This notebook runs a quick initial analysis of whether a molecule set can be simulated by a given SMIRNOFF-format force field. While some attempt has been made to improve the speed of this code, it is not particuarly high-performance in its current state, and may crash the notebook you try to analyze more than 10,000 molecules.
First, we define global variables, and create a helper function to check for parameterization failures.
It is not important to understand or modify the following two notebook cells.
In [1]:
from openforcefield.topology import Molecule, Topology
from openforcefield.typing.engines.smirnoff import (ForceField,
UnassignedValenceParameterException, BondHandler, AngleHandler,
ProperTorsionHandler, ImproperTorsionHandler,
vdWHandler)
from simtk import unit
import numpy as np
from rdkit import Chem
from rdkit.Chem import Draw, AllChem
from rdkit.Chem.Draw import IPythonConsole
from IPython.display import display
from copy import deepcopy
import time
import os
# Define "super generics", which are parameters that will match
# each instance of a valence type.
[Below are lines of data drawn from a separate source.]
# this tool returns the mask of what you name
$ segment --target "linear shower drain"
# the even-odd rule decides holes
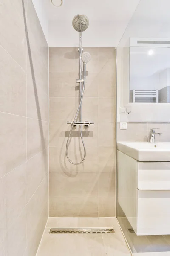
[[[50,230],[50,234],[70,234],[70,233],[114,233],[113,228],[72,228],[72,229],[59,229],[51,228]]]

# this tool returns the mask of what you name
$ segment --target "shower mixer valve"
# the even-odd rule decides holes
[[[65,153],[67,159],[70,163],[75,165],[78,165],[82,163],[85,160],[86,155],[86,150],[82,134],[82,125],[84,125],[85,127],[87,127],[89,125],[94,125],[94,122],[88,122],[87,121],[82,122],[82,106],[85,87],[85,77],[86,75],[86,64],[90,61],[91,59],[91,55],[89,52],[84,52],[83,51],[83,53],[82,53],[83,50],[82,46],[82,32],[85,31],[87,29],[88,26],[88,19],[85,15],[78,14],[76,15],[73,18],[73,26],[75,30],[79,32],[79,47],[78,49],[78,51],[79,52],[79,78],[78,79],[76,79],[76,82],[80,84],[80,86],[79,87],[79,106],[74,116],[74,121],[67,122],[67,125],[71,125],[71,128],[67,141]],[[83,72],[82,72],[82,62],[83,63]],[[71,160],[69,157],[68,148],[70,144],[69,142],[70,142],[71,141],[71,132],[74,127],[76,125],[79,126],[79,131],[82,144],[84,148],[84,154],[82,159],[80,162],[78,163],[74,163]]]

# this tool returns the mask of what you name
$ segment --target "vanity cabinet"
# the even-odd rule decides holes
[[[118,151],[118,200],[137,235],[170,234],[170,162]]]

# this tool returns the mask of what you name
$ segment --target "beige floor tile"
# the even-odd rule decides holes
[[[130,252],[121,234],[102,234],[107,256],[130,256]]]
[[[101,234],[44,234],[37,256],[106,256]]]
[[[46,227],[76,228],[78,227],[78,219],[79,218],[77,218],[49,217],[47,221]]]

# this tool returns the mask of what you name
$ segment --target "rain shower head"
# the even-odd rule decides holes
[[[89,22],[88,17],[83,14],[78,14],[74,17],[73,20],[73,26],[74,29],[79,32],[82,32],[88,27]]]
[[[82,60],[83,63],[88,62],[90,61],[91,58],[91,55],[88,52],[85,52],[82,54]]]

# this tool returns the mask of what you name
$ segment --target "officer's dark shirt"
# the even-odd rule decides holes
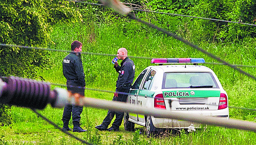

By adding these to a ForceField
# object, we ensure that a given ParameterHandler will not encounter
# a parameterization failure
super_generics = {'Bonds':
BondHandler.BondType(smirks='[*:1]~[*:2]',
k=0*unit.kilocalorie/unit.mole/unit.angstrom**2,
length=0*unit.angstrom
),
'Angles':
AngleHandler.AngleType(smirks='[*:1]~[*:2]~[*:3]',
angle=0*unit.degree,
k=0*unit.kilocalorie/unit.mole/unit.degree**2
),
'ProperTorsions':
ProperTorsionHandler.ProperTorsionType(smirks='[*:1]~[*:2]~[*:3]~[*:4]',
phase1=0*unit.degree,
periodicity1=0,
k1=0*unit.kilocalorie/unit.mole,
idivf1=1
),
'ImproperTorsions':
ImproperTorsionHandler.ImproperTorsionType(smirks='[*:1]~[*:2](~[*:3])~[*:4]',
phase1=0*unit.degree,
periodicity1=0,
k1=0*unit.kilocalorie/unit.mole,
idivf1=1
),
'vdW':
vdWHandler.vdWType(smirks='[*:1]',
rmin_half=0*unit.angstrom,
epsilon = 0*unit.kilocalorie/unit.mole
),
}
In [2]:
def report_missing_parameters(molecule, forcefield):
"""
Analyze a molecule using a provided ForceField, generating a report of any
chemical groups in the molecule that are lacking parameters.
Parameters
----------
molecule : an openforcefield.topology.FrozenMolecule
The molecule to analyze
forcefield : an openforcefield.typing.engine.smirnoff.ForceField
The ForceField object to use
Returns
-------
missing_parameters : dict[tagname: list[dict[tagged_smiles:string, image:PIL.Image, atom indices:list[int]]]]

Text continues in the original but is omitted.